If this year has been all about interest rates, next year is all about the consumer.

Rising interest rates were a shock for small businesses in 2023, climbing from 3.25% in early 2022 to 8.5% – a 20-year high. As a result, many of my small business clients – who usually pay a few points above prime if they can get the financing at all – found themselves unable to afford the capital they needed to grow while many others faced a credit tightening.

This coming year will be much of the same, but the interest rate problem will probably abate, as the Fed responds to a slowing economy. But that will present a new problem for small business. Why will the economy slow? Because of a pullback in consumer spending.

There’s a lot of data to follow when trying to predict an economy, but everyone knows this truth: ultimately an economy rides on the shoulders of the consumer. Whether a business manufacturers corrugated containers or gaskets, or sells pizza and gyros, or cleans offices or paints drywall – in the end all products ultimately get bought by the consumer.

In 2023, and despite high interest rates, sticky inflation, wars, political uncertainty and volatile energy prices, the American consumer kept spending. Retail sales throughout the year grew to an all-time high. The US economy in the fourth quarter grew at a smoking hot 5.2%. Black Friday, Small Business Saturday and Cyber Monday sales hit records. Big businesses logged higher-than-ever profits and many small businesses still find themselves desperately looking for more workers to help fulfill demand. Economically, it’s been a pretty darn good year.

But the consumer can’t keep spending forever. And unfortunately, there are ominous signs that the attitudes are already shifting.

Retail sales and consumer spending slowed in October. Consumer confidence – according to the University of Michigan’s closely watched indicator – dropped for the fourth month in a row. Small business confidence remains in the cellar. Retailers are getting nervous.

“Consumers are bringing up pressures like higher interest rates, increased credit card debt, and reduced savings rates [that] have left them with less discretionary income, forcing them to make tradeoffs,” reported Brian Cornell, Target’s CEO.

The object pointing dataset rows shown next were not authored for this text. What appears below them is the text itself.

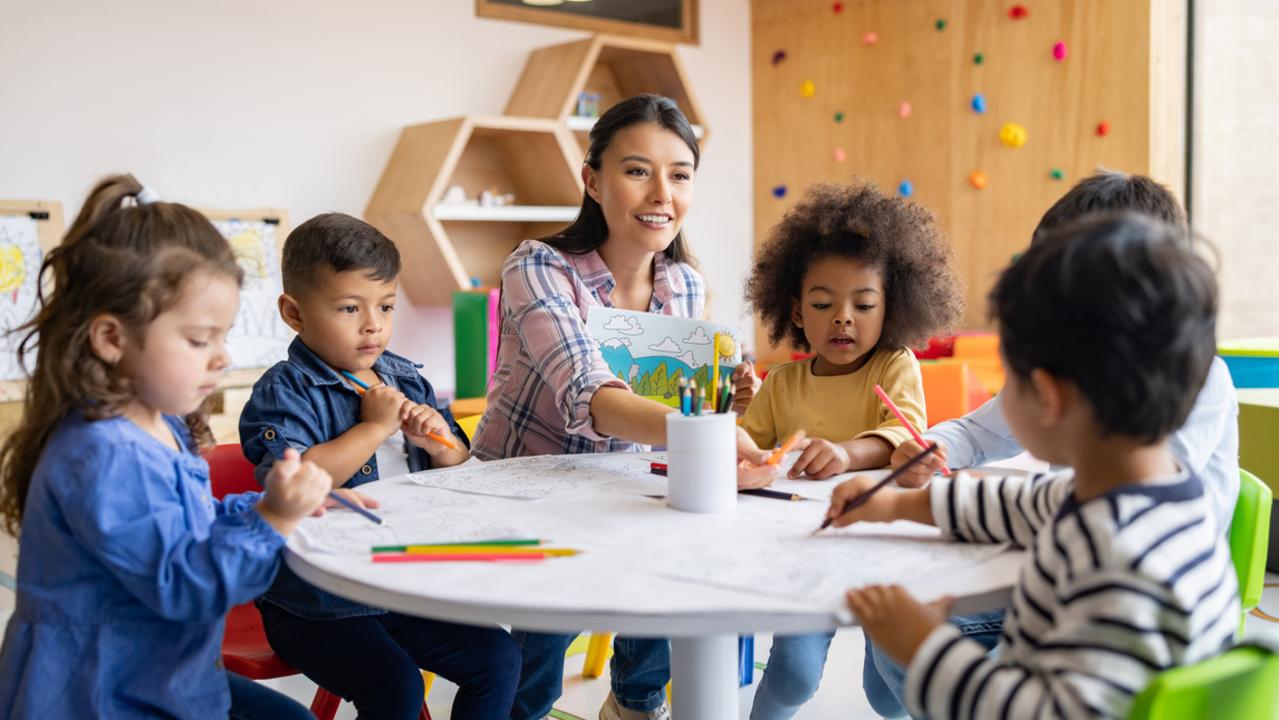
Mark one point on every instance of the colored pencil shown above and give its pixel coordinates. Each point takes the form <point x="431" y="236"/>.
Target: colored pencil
<point x="785" y="448"/>
<point x="516" y="542"/>
<point x="906" y="423"/>
<point x="774" y="494"/>
<point x="361" y="386"/>
<point x="457" y="558"/>
<point x="354" y="507"/>
<point x="861" y="499"/>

“Similar to the second quarter, we saw continued customer engagement with smaller projects, and experienced pressure in certain big-ticket, discretionary categories,” said Home Depot’s CEO, Ted Decker.

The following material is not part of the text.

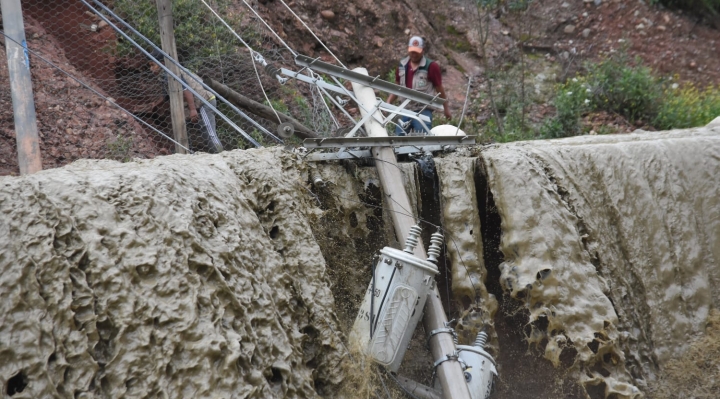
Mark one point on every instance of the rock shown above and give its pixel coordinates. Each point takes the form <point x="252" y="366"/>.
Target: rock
<point x="327" y="14"/>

More concerning, credit card delinquencies are up and so are late payments for auto loans. Household debt is at a historical high. Record high housing unaffordability is taking its toll in the form of 30-year lows in home sales. Markets are up, but saving rates are down. The Conference Board’s closely watched leading indicators are also trending down, led by softening consumer confidence and a deterioration in new orders. Bankers are retreating both on business loans and credit card financings.